Aliko Dangote’s massive refinery complex near Lagos has emerged as one of the main drivers behind Nigeria’s first sovereign credit rating upgrade in 14 years, with S&P Global Ratings describing the project as a growing stabilising force for the country’s economy amid global energy market disruptions.
- Aliko Dangote’s refinery near Lagos has played a key role in Nigeria’s first sovereign credit rating upgrade in 14 years by S&P Global Ratings.
- The $20 billion refinery, operating near its 650,000 barrels-per-day capacity, reduces Nigeria’s reliance on fuel imports and boosts foreign exchange reserves.
- The facility shields Nigeria from supply shocks due to Middle East conflicts and improves its current account surplus, projected to reach 5.8% of GDP in 2026.
- Dangote plans to expand the refinery’s capacity to 1.4 million barrels per day, making it structurally important for Nigeria’s energy sector and external balance.
The $20 billion refinery, which has ramped up to near its 650,000 barrels-per-day capacity, was highlighted by S&P as a key factor behind Nigeria’s long-term sovereign rating upgrade to B from B- on May 15.
The agency said the refinery is helping cut fuel imports, strengthen foreign exchange reserves, improve the country’s current account position, and shield Africa’s largest economy from supply shocks linked to the Middle East conflict.

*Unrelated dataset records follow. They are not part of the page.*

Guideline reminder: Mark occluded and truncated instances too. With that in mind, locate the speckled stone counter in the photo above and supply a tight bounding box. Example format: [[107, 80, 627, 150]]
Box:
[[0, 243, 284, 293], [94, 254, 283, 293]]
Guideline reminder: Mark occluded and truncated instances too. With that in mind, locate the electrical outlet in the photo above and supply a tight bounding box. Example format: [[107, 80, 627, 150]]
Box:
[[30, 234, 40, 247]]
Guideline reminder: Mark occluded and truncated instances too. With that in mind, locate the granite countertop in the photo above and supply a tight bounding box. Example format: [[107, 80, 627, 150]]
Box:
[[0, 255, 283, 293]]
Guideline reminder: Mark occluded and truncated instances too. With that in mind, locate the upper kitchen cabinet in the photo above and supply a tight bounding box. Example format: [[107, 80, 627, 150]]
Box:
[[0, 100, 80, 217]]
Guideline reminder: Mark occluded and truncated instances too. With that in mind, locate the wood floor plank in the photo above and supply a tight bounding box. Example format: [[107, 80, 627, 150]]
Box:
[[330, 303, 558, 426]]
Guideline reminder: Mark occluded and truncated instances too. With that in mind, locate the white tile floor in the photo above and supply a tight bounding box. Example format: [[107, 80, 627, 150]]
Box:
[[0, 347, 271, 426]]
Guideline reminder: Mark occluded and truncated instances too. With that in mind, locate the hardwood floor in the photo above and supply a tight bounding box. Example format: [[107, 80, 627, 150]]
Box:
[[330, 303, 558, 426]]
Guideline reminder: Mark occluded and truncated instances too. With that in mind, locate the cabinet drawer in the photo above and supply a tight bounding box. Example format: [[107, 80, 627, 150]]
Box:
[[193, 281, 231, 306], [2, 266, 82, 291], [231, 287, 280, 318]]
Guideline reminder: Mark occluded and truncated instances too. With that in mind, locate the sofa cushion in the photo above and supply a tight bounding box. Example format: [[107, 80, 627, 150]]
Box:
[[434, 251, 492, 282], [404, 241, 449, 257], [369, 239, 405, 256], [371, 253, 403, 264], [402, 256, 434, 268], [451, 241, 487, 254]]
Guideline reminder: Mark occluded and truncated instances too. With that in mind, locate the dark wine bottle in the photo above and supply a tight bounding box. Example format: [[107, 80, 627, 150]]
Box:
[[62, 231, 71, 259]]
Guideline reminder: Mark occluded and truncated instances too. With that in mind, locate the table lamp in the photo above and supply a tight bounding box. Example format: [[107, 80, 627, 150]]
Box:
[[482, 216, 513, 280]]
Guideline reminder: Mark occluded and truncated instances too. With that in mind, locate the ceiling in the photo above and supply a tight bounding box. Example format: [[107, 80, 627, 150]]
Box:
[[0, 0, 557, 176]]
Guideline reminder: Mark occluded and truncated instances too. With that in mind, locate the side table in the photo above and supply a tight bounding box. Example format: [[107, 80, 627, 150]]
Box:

“Domestic supply helps ensure the availability of refined fuel, gas, and fertiliser for the Nigerian market, providing a buffer against the global and regional supply constraints caused by the Middle East conflict,” S&P said in the report.
Nigeria’s gross foreign exchange reserves climbed to $50 billion by March 2026, up from $33 billion in 2023, while the country’s current account surplus is projected to rise to 5.8% of GDP this year.
S&P also pointed to Dangote’s planned expansion of the facility to 1.4 million barrels per day, saying the refinery is becoming structurally important not only to Nigeria’s energy sector, but also to its broader external balance and sovereign credit profile.
“The country's refining capacity is also increasing thanks to the new Dangote refinery, and, in early 2026, Dangote unveiled plans to undertake feasibility studies around expanding refining capacity to about 1.4 mbpd, from 650,000 per day currently,” the report stated, adding that the rehabilitation of the Port Harcourt, Warri, and Kaduna refineries could further strengthen Nigeria’s refining capacity and balance of payments in the coming years.
Dangote refinery reshapes Nigeria’s external position
For decades, Nigeria spent nearly $10 billion annually importing refined petroleum products despite being one of Africa’s largest crude oil producers.
S&P Global Ratings said the launch of Aliko Dangote’s refinery has significantly reduced dependence on imported fuel while strengthening the country’s external position.
“We expect Nigeria's current account will maintain a strong surplus position in 2026-2029, and that FX reserves will continue to accumulate through to 2029,” the report stated.
S&P noted that Dangote Industries’ refinery and petrochemical complex has ramped up to near its 650,000 barrels-per-day capacity, helping support Nigeria’s projected current account surplus of 5.8% of GDP in 2026, up from 4.8% in 2025.
The agency added that increased domestic refining capacity is helping cushion Nigeria from the economic spillover effects of the Middle East conflict by ensuring local supplies of fuel, gas, and fertiliser, while stronger oil production is expected to average about 1.66 million barrels per day in 2026.
However, S&P warned that inflation remains a major challenge, although it expects price pressures to gradually ease and fall below 10% by 2028.
The report also highlighted ongoing rehabilitation work at the Port Harcourt, Warri, and Kaduna refineries, which could further strengthen Nigeria’s refining capacity and balance of payments in the coming years.